Hmlet co-founder returns as CEO as Mitsubishi Estate-backed unit acquires Habyt’s Apac operations

Yoan Kamalski says Hmlet 2.0 aims to create a ‘fully integrated, technology-driven flexible living ecosystem’

Benjamin Cher
Published Mon, Apr 27, 2026 · 01:35 PM
    • Hmlet has plans to be the largest flexible living operator, targeting more than 35,000 units globally and an operating profit of over S$80 billion by 2035.
    • Hmlet has plans to be the largest flexible living operator, targeting more than 35,000 units globally and an operating profit of over S$80 billion by 2035. PHOTO: HMLET

    [SINGAPORE] Co-living operator Hmlet’s co-founder Yoan Kamalski returns as its CEO after the reacquisition of its Asia-Pacific operations from European co-living operator Habyt.

    The reacquisition was done by FL Japan, a subsidiary of Mitsubishi Estate, with the portfolio spanning Japan, Singapore and Hong Kong for a total of 2,915 units.

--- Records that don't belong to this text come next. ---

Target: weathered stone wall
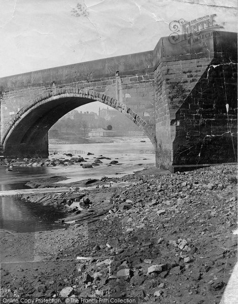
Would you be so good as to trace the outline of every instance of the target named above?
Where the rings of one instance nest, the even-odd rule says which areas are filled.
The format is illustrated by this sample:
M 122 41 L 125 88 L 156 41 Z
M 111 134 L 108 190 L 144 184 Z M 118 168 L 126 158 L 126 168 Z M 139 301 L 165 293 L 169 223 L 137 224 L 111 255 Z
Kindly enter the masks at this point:
M 237 64 L 214 58 L 176 117 L 174 165 L 236 162 Z
M 158 167 L 235 161 L 236 82 L 237 35 L 212 31 L 177 45 L 163 37 L 149 52 L 0 79 L 3 151 L 37 147 L 45 155 L 57 120 L 98 100 L 145 131 Z

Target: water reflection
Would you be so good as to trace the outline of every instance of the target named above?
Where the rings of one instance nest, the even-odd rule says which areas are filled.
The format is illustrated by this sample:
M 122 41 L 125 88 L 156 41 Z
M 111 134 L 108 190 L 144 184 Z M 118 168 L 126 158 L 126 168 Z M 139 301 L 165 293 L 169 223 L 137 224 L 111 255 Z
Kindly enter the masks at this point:
M 24 184 L 1 185 L 2 190 L 23 189 Z M 0 229 L 18 232 L 55 229 L 62 226 L 54 221 L 64 216 L 55 207 L 22 201 L 17 196 L 0 197 Z

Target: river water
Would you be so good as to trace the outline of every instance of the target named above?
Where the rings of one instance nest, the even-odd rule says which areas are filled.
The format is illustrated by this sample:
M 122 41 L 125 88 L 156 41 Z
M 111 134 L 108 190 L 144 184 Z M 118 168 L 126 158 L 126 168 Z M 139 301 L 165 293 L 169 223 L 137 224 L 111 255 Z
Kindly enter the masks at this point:
M 88 159 L 90 163 L 93 158 L 103 155 L 117 160 L 118 165 L 108 166 L 111 160 L 101 160 L 103 164 L 93 169 L 83 169 L 79 164 L 50 167 L 14 167 L 12 171 L 6 171 L 6 167 L 2 166 L 0 191 L 25 189 L 27 187 L 24 185 L 29 180 L 53 176 L 65 176 L 66 183 L 104 176 L 121 176 L 154 164 L 154 148 L 148 137 L 118 137 L 113 138 L 113 140 L 105 143 L 50 144 L 49 158 L 70 159 L 64 154 L 71 153 L 74 157 Z M 94 155 L 88 156 L 88 152 Z M 27 203 L 16 196 L 0 197 L 0 230 L 26 232 L 55 229 L 61 226 L 55 222 L 63 216 L 52 206 Z

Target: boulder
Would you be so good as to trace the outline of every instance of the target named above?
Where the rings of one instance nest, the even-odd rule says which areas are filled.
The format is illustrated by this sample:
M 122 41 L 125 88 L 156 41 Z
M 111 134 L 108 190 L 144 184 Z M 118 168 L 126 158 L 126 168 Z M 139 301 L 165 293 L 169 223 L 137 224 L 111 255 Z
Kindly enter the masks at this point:
M 100 160 L 95 159 L 93 162 L 95 164 L 102 164 L 103 162 L 101 162 Z
M 164 264 L 152 265 L 148 269 L 147 274 L 149 274 L 153 272 L 160 273 L 165 270 L 166 268 L 166 265 Z
M 76 161 L 76 163 L 81 163 L 82 162 L 86 162 L 83 157 L 79 157 Z
M 82 167 L 84 169 L 89 169 L 90 168 L 93 168 L 91 164 L 84 164 Z
M 63 288 L 59 293 L 59 296 L 62 297 L 67 297 L 72 294 L 74 289 L 73 287 L 68 287 Z
M 117 161 L 112 161 L 112 162 L 109 163 L 109 164 L 110 165 L 116 165 L 118 163 L 118 162 Z
M 131 276 L 130 270 L 128 269 L 121 269 L 117 272 L 117 277 L 118 278 L 123 278 L 127 279 Z
M 164 209 L 160 209 L 158 210 L 157 212 L 158 215 L 163 215 L 165 214 L 165 210 Z

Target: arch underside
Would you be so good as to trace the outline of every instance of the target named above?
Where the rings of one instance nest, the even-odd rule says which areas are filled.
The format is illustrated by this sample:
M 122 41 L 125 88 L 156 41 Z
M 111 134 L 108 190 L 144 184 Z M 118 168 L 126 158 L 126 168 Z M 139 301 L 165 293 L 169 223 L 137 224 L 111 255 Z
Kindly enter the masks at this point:
M 3 142 L 5 156 L 10 157 L 34 156 L 47 157 L 49 155 L 48 132 L 50 128 L 72 110 L 97 100 L 102 102 L 98 98 L 93 99 L 77 97 L 75 94 L 71 96 L 70 94 L 63 94 L 46 98 L 38 104 L 33 104 L 21 115 L 20 119 L 17 118 L 16 122 L 6 133 Z M 123 110 L 121 111 L 123 112 Z M 145 131 L 152 141 L 153 137 L 145 128 L 145 125 L 143 126 L 135 121 L 134 115 L 131 115 L 130 110 L 129 113 L 127 109 L 124 115 Z

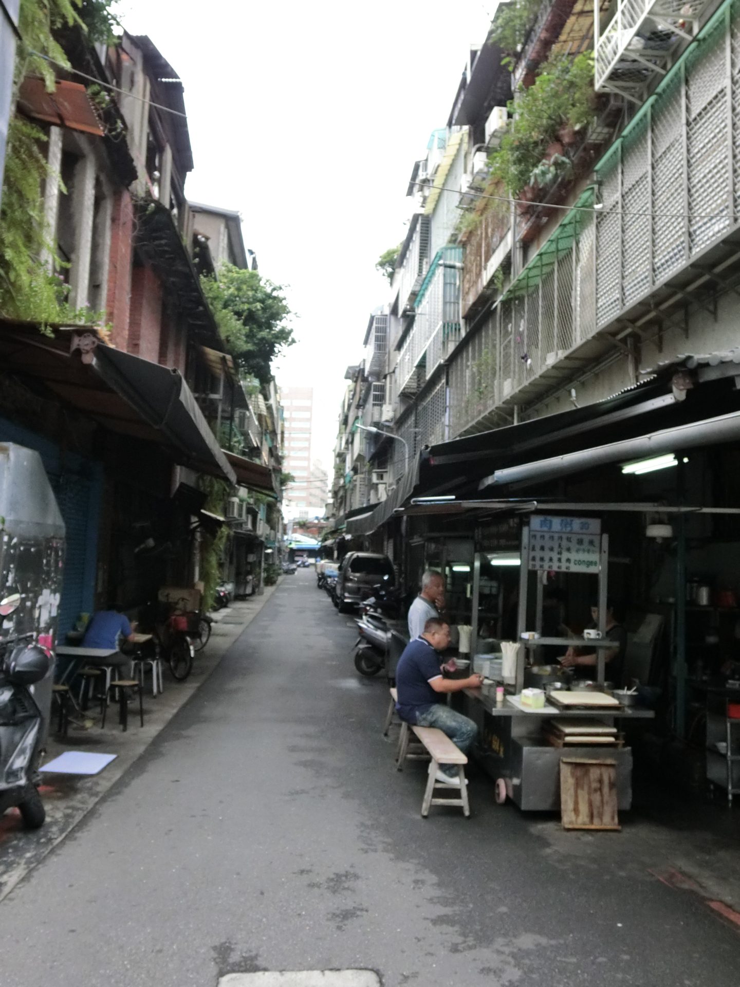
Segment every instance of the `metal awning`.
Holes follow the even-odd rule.
[[[27,76],[21,83],[18,105],[26,115],[34,119],[82,130],[96,137],[103,136],[101,121],[87,90],[79,82],[57,79],[53,93],[48,93],[43,79]]]
[[[111,432],[152,442],[176,463],[236,482],[179,371],[104,345],[87,327],[53,334],[0,321],[0,369]]]
[[[272,471],[267,466],[262,466],[261,463],[253,463],[251,459],[238,456],[235,452],[224,450],[224,455],[236,474],[236,482],[241,487],[251,487],[252,490],[259,494],[265,494],[267,496],[277,499]]]

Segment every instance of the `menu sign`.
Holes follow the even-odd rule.
[[[598,572],[601,521],[535,515],[530,522],[529,568],[551,572]]]

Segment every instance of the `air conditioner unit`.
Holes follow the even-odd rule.
[[[494,133],[499,133],[506,129],[506,124],[508,122],[508,114],[506,113],[506,107],[493,107],[491,110],[487,120],[485,121],[485,143],[490,141],[490,138]]]
[[[476,151],[473,155],[473,174],[476,175],[478,172],[481,172],[486,164],[488,163],[488,154],[486,151]]]

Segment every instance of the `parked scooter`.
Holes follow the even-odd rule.
[[[0,600],[0,619],[18,609],[19,593]],[[37,791],[43,717],[29,686],[40,682],[51,656],[24,639],[0,643],[0,815],[17,806],[28,829],[43,825],[46,811]]]
[[[231,603],[231,595],[226,586],[223,583],[216,586],[216,595],[213,600],[213,609],[223,610],[225,607],[228,607],[230,603]]]

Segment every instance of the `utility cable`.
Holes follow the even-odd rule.
[[[146,99],[144,96],[136,96],[134,93],[129,93],[125,89],[121,89],[119,86],[113,86],[111,82],[104,82],[103,79],[99,79],[95,75],[88,75],[87,72],[81,72],[78,68],[72,68],[71,65],[65,65],[63,62],[58,62],[48,55],[42,55],[40,51],[34,51],[31,49],[31,54],[36,55],[37,58],[43,58],[44,61],[50,62],[52,65],[56,65],[58,68],[64,69],[65,72],[71,72],[73,75],[79,75],[82,79],[88,79],[90,82],[94,82],[96,85],[100,86],[101,89],[111,89],[114,93],[120,93],[121,96],[127,96],[129,100],[138,100],[139,103],[147,103],[150,107],[154,107],[155,110],[162,110],[166,114],[173,114],[175,116],[183,116],[187,119],[187,114],[184,114],[180,110],[173,110],[172,107],[163,107],[161,103],[152,103],[151,100]],[[176,80],[172,80],[173,82]],[[180,82],[180,79],[177,80]],[[181,83],[182,85],[182,83]]]
[[[172,107],[165,107],[161,103],[152,103],[151,100],[146,99],[143,96],[136,96],[134,93],[129,93],[125,89],[121,89],[118,86],[112,85],[110,82],[104,82],[102,79],[97,78],[94,75],[88,75],[86,72],[81,72],[77,68],[72,68],[69,65],[64,65],[62,62],[56,61],[54,58],[50,58],[48,55],[43,55],[39,51],[34,51],[32,49],[32,54],[38,58],[43,58],[44,61],[50,62],[52,65],[56,65],[66,72],[71,72],[74,75],[80,76],[82,79],[88,79],[90,82],[96,83],[103,89],[110,89],[114,93],[120,93],[121,96],[125,96],[130,100],[138,100],[140,103],[147,103],[150,107],[155,110],[161,110],[166,114],[173,114],[175,116],[181,116],[184,119],[187,119],[187,114],[182,113],[180,110],[173,110]],[[180,81],[180,80],[178,80]],[[631,209],[608,209],[605,210],[603,205],[564,205],[562,203],[555,202],[544,202],[544,201],[531,201],[525,198],[516,198],[513,195],[490,195],[487,192],[475,191],[468,190],[463,192],[460,189],[450,189],[447,186],[437,186],[429,185],[428,182],[409,182],[409,185],[416,186],[419,189],[429,189],[433,191],[438,192],[452,192],[454,195],[473,195],[479,199],[488,199],[495,202],[504,202],[508,205],[522,204],[526,206],[544,206],[549,209],[561,209],[564,212],[587,212],[587,213],[601,213],[602,215],[609,213],[610,216],[637,216],[642,218],[657,218],[657,219],[716,219],[727,216],[729,219],[731,216],[732,222],[736,222],[738,216],[736,213],[728,213],[725,209],[720,209],[717,212],[653,212],[653,211],[634,211]]]

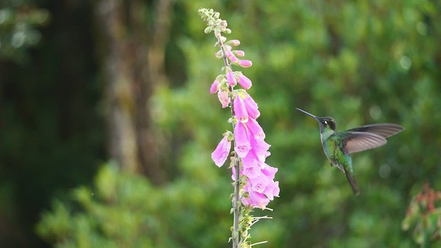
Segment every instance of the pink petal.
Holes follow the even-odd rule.
[[[220,89],[218,92],[218,99],[222,104],[222,107],[226,107],[231,102],[228,93],[229,93],[228,89]]]
[[[259,161],[265,162],[267,156],[267,151],[271,145],[266,143],[264,140],[256,140],[252,138],[250,141],[250,145],[252,151],[256,156],[258,158]]]
[[[239,64],[239,65],[242,66],[243,68],[245,68],[251,67],[252,65],[253,65],[253,63],[251,61],[246,60],[246,59],[240,59],[239,61],[238,64]]]
[[[233,74],[233,72],[229,70],[227,73],[227,81],[228,82],[228,85],[230,86],[236,86],[237,84],[237,81]]]
[[[260,194],[253,190],[248,192],[251,205],[254,207],[259,207],[264,209],[268,203],[269,203],[269,199],[268,199],[263,194]]]
[[[219,81],[216,79],[214,80],[212,84],[212,87],[209,88],[209,94],[214,94],[218,92],[219,89]]]
[[[234,127],[234,151],[240,158],[244,158],[251,149],[249,136],[241,122],[238,122]]]
[[[232,51],[233,53],[237,56],[245,56],[245,52],[243,50],[234,50]]]
[[[248,118],[247,127],[248,127],[248,130],[249,130],[252,138],[257,140],[265,138],[265,132],[263,132],[263,129],[262,129],[262,127],[260,127],[257,121],[253,118]]]
[[[219,144],[212,153],[212,159],[214,161],[216,165],[221,167],[227,161],[229,150],[232,149],[232,143],[228,141],[227,136],[223,137]]]
[[[260,112],[258,110],[258,106],[251,96],[247,95],[243,99],[243,103],[245,105],[248,115],[254,119],[258,118],[260,116]]]
[[[278,169],[271,167],[267,165],[265,163],[263,163],[263,169],[262,169],[262,173],[263,173],[263,174],[265,175],[269,179],[274,179],[274,176],[276,175],[276,172],[277,172]]]
[[[233,106],[234,107],[234,114],[237,120],[242,123],[248,121],[248,112],[243,103],[243,100],[238,94],[236,94],[236,97],[233,101]]]

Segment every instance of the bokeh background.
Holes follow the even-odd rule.
[[[412,247],[402,221],[441,189],[441,2],[0,1],[0,246],[228,247],[230,128],[209,95],[220,12],[271,145],[280,197],[256,211],[265,247]],[[361,194],[318,125],[406,130],[353,156]]]

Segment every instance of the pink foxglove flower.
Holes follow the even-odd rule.
[[[249,79],[248,79],[245,75],[239,76],[239,78],[238,79],[238,83],[239,83],[240,86],[242,86],[242,87],[245,90],[249,89],[253,85],[251,82],[251,80],[249,80]]]
[[[245,186],[245,189],[248,192],[248,198],[243,197],[240,199],[242,200],[242,203],[245,205],[251,206],[252,207],[258,207],[263,209],[265,209],[268,203],[269,203],[269,199],[263,194],[249,190],[249,189],[248,189],[249,187],[249,185]]]
[[[255,138],[251,139],[250,145],[259,161],[265,162],[265,158],[269,156],[268,149],[271,145],[264,140],[256,140]]]
[[[243,103],[250,117],[256,119],[260,116],[260,112],[258,110],[257,103],[248,94],[247,94],[247,97],[243,99]]]
[[[229,70],[228,72],[227,72],[227,81],[230,86],[234,87],[237,84],[237,81],[236,81],[234,74],[233,74],[233,72],[231,70]]]
[[[224,137],[219,144],[214,149],[214,152],[212,153],[212,159],[214,161],[216,165],[218,167],[221,167],[225,163],[227,158],[228,158],[228,154],[229,154],[229,151],[232,149],[232,143],[228,141],[228,137],[227,135],[224,134]]]
[[[249,118],[248,121],[247,122],[247,127],[248,127],[248,130],[249,133],[252,134],[252,138],[256,140],[263,140],[265,138],[265,132],[263,132],[263,129],[257,123],[253,118]]]
[[[251,61],[249,60],[246,60],[246,59],[240,59],[239,60],[239,63],[238,63],[239,65],[242,66],[243,68],[247,68],[249,67],[251,67],[252,65],[253,65],[253,63]]]
[[[214,94],[218,92],[219,89],[219,81],[217,79],[214,80],[212,84],[212,87],[209,88],[209,94]]]
[[[248,152],[251,149],[249,136],[243,123],[240,121],[234,127],[234,151],[236,151],[239,158],[243,158],[247,156]]]
[[[245,56],[245,52],[243,52],[243,50],[234,50],[234,51],[232,51],[232,52],[234,54],[234,55],[236,55],[237,56]]]
[[[218,92],[218,99],[219,99],[219,101],[222,104],[222,107],[227,107],[231,102],[229,93],[228,89],[220,89]]]
[[[278,194],[280,192],[280,189],[278,187],[278,182],[274,182],[271,180],[268,183],[263,191],[263,194],[268,198],[268,199],[273,200],[274,196],[278,197]]]
[[[233,100],[233,106],[234,107],[234,112],[236,113],[236,117],[238,121],[242,123],[246,123],[248,121],[248,112],[247,108],[243,103],[242,98],[236,94],[234,100]]]
[[[263,169],[262,169],[262,173],[263,173],[268,178],[270,178],[271,180],[274,179],[276,172],[277,172],[278,169],[267,165],[265,163],[263,163],[262,165],[263,167]]]

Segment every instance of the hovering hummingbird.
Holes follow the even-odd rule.
[[[296,109],[317,120],[326,156],[331,166],[336,166],[346,175],[356,196],[359,195],[360,192],[353,178],[352,160],[349,154],[382,146],[387,142],[386,138],[404,129],[397,124],[378,123],[338,132],[336,130],[336,121],[332,117],[317,117],[298,107]]]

    “Moving forward, our goals for Hmlet 2.0 will be focused on optimising and strengthening the portfolio while enhancing performance across markets, and creating a fully integrated, technology-driven flexible living ecosystem centred on community,” said Kamalski.

    There are plans to take on more properties, with Hmlet Punggol set for launch in H1 2027. The property is a 230-unit development offering month-on-month leases.

    This move aims to secure Singapore and Hong Kong as operating bases, tapping the experience of the teams there. Key decision-making will now be done out of Japan rather than Singapore, which was Hmlet’s original home market and headquarters.

    “This merger and acquisition is not just an expansion of footprint, but a key step in scaling that vision globally by combining Japan’s operational strength with Hmlet’s original heritage,” said Kenichi Sasaki, representative director and CEO of Hmlet Japan/FL Japan.

    Hmlet has plans to be the largest flexible living operator, targeting more than 35,000 units globally and an operating profit of over S$80 billion by 2035.

    This marks a homecoming for Kamalski back to Hmlet, after stepping down in March 2021. Hmlet would then go on to lay off staff and exit the Malaysia and Thailand markets shortly after, as investor Burda Principal Investments stepped in to run the co-living operator.

    Hmlet would eventually be merged with European co-living operator Habyt as part of its expansion into Asia in April 2022. It was eventually rebranded to Habyt in July 2023.